E forse avrebbe percorso un altro itinerario anche la storia europea, che vide la furia anticomunista del papa polacco accelerare vertiginosamente il crollo dell'URSS, che forse, con un percorso più lento e meno turbolento, non ci avrebbe regalato la tremenda esplosione dei nazionalismi deflagrati nei Balcani e nel Caucaso, fino al risorgente imperialismo di Putin a sua volta riconvertito dal comunismo ateo all’altare e fattosi paladino della religione cristiana contro l’Occidente inquinato e pervertito dai gay (Ratzinger aveva già in precedenza comparato le nozze gay all'Anticristo).
Ad alimentare la determinazione del papa polacco ad accelerare la Storia provocando il domino che, dalla sua Polonia, coinvolse tutti i Paesi del patto di Varsavia, fu la memoria della sua esperienza sotto l’opprimente regime comunista, ma anche quella teologia anti-relativista elaborata dal mitissimo Ratzinger: l’impetuoso Wojtyla interpretò come sua missione il dovere storico di ripristinare la "cristianità" (concetto medievale già archiviato dal pensiero laico e pluralista moderno) come ritorno alla Verità cristiana e come destino storico dell'Europa.
Da papa, angosciato di perdere, per così dire, la “destra reazionaria e anticonciliare” della Chiesa, Ratzinger riabilitò quattro vescovi lefebvriani (uno dei quali negatore della Shoà): per intenderci, sono quelli della messa solo in latino che rifiutano le aperture al mondo contemporaneo del Concilio Vaticano II suggerite dai teologi tedeschi Kung e Rahner e dalla scuola teologica francese di Congar, Chenu, Danielou.

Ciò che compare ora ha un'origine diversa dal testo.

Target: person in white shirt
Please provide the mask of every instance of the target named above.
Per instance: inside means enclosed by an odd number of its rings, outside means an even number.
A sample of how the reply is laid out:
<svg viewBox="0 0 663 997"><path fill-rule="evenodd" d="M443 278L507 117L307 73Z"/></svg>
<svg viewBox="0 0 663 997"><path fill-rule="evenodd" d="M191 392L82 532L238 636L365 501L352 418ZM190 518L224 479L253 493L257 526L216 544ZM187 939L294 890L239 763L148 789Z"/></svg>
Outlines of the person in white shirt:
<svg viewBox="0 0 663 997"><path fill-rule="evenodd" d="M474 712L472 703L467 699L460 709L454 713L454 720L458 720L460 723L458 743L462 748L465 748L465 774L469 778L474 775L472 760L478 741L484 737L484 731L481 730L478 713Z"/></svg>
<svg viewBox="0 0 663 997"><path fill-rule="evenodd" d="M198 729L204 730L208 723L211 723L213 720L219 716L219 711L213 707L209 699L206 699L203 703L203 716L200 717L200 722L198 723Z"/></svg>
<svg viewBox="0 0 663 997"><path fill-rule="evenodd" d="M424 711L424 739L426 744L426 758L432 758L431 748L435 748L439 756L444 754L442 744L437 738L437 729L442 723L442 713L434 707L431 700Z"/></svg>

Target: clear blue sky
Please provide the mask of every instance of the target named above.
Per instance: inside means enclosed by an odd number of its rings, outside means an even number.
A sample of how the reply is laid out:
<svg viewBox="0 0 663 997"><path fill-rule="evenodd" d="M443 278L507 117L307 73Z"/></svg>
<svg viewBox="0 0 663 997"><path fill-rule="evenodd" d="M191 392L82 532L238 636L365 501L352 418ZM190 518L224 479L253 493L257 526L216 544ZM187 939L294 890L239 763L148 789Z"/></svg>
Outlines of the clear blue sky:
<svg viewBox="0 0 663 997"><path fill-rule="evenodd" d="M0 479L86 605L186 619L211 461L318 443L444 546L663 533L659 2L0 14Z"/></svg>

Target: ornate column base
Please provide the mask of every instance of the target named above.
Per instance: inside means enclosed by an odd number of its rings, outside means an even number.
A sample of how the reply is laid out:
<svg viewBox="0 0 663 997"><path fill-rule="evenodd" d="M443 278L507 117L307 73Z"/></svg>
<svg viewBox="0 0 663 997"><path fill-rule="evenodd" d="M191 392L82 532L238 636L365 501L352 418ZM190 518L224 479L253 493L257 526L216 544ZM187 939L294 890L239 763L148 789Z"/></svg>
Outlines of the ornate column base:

Se il tedesco Ratzinger fu così ferreo nell’imporre l’immutabilità della dottrina e dell’etica cattolici e romani sono oggi, paradossalmente, proprio l’episcopato e la Chiesa della sua Germania a fremere sotto regole e vincoli che ritengono anacronistici e a rivendicare la legittimità evangelica di strade e regole nuove.
Questa, a mio avviso, è la discutibile eredità teologica di Benedetto XVI: un’idea “assolutista” della dottrina cristiana, baluardo contro il nefasto “relativismo” moderno e la difesa a oltranza di una Chiesa rigidamente verticale, in cui un corpo separato, il clero maschile, gestisce il monopolio del potere sacro. E a chi rimproverasse la franchezza di queste riflessioni rispondo con don Mazzolari: “Anch’io voglio bene al papa”, ma a modo mio e senza rinunciare al dovere della sincerità. A proposito... Fino a quando la Chiesa avrà ancora bisogno di una Congregazione per "la" (cioè l'unica, obbligatoria) Dottrina della Fede, erede dell'Inquisizione?